When Motes arrives in the city of Taulkinham, he meets Enoch Emery, a young man who lives in town. Emery knows he has “wise blood, like his daddy” (40), and he’s going to show his new friend something secret—which turns out to be a shrunken person from the museum, who he thinks is the new Jesus for the church Motes wants to start. Oh, it gets even more bizarre from there, when Emery dons a gorilla costume at a movie theater…but I could go on and on…

In her essay “Novelist and Believer” (in Mystery and Manners), O’Connor talks about the role spirituality plays in her work. She explains, “[w]e live in an unbelieving age but one which is markedly and lopsidedly spiritual. There is one type of modern man who recognizes spirit in himself but who fails to recognize a being outside himself whom he can adore as Creator and Lord; consequently he has become his own ultimate concern” (159). In this description I see a picture of Enoch Emery, who is completely lost in what he thinks is his own “wise blood.” He’s only wise to himself. He worships the bizarre, the unusual, but not the spiritual—and in doing so he’s lost.

In the same essay O’Connor describes “another type of modern man who recognizes a divine being not himself, but who does not believe that this being can be known anagogically or defined dogmatically or received sacramentally. [...] Man wanders about, caught in a maze of guilt he can’t identify, trying to reach a God he can’t approach, a God powerless to approach him” (159). Here I see Hazel Motes, who wanders and follows after the (ostensibly) blind man who he thinks is a preacher, wondering why the blind man doesn’t try to convert him. The blind man even accuses Motes of following him, saying, “I can hear the urge for Jesus in his voice” (25). The blind man tells him, “you can’t run away from Jesus” (26). Though Motes insists there is no Jesus, he thinks and talks constantly about there being “no Jesus,” and he tries to start his own church and tells others to repent. Just as O’Connor says, he’s “trying to reach a God he can’t approach.”
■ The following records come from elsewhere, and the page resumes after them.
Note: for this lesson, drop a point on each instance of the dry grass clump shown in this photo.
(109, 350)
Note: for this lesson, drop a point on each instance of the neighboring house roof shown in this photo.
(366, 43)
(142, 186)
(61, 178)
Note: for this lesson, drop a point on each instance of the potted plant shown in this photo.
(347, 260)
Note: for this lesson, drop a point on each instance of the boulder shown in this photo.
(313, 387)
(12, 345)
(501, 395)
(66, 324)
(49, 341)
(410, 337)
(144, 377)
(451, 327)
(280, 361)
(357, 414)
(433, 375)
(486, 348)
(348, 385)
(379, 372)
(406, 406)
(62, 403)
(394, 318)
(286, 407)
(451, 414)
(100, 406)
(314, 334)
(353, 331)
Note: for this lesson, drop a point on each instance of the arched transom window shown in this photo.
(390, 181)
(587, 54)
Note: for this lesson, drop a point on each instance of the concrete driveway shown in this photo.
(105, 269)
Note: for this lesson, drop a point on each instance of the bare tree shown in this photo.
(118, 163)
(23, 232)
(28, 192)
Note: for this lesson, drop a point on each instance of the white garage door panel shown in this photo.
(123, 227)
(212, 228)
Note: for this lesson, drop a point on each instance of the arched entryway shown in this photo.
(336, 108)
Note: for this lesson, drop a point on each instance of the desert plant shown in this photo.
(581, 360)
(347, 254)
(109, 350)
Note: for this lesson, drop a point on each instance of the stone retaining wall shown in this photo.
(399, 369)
O’Connor says, “some tell me that Protestantism in the South is not at all the way I portray it, that a Southern Protestant would never be concerned, as Hazel Motes is, with penitential practices. Of course, as a novelist I’ve never wanted to characterize the typical South or typical Protestantism” (164). In being penitent, Motes blinds himself with lime, which makes his landlady decide to take care of him, and which makes Motes in some ways “see” better spiritually—it’s a classic F. O’Connor ending, really, where a smug character undergoes a soul cleansing and gets real as a result. But the great part is where it gets completely absurd and hilarious in the middle, where she lets “the maximum amount of seriousness admit the maximum amount of comedy.”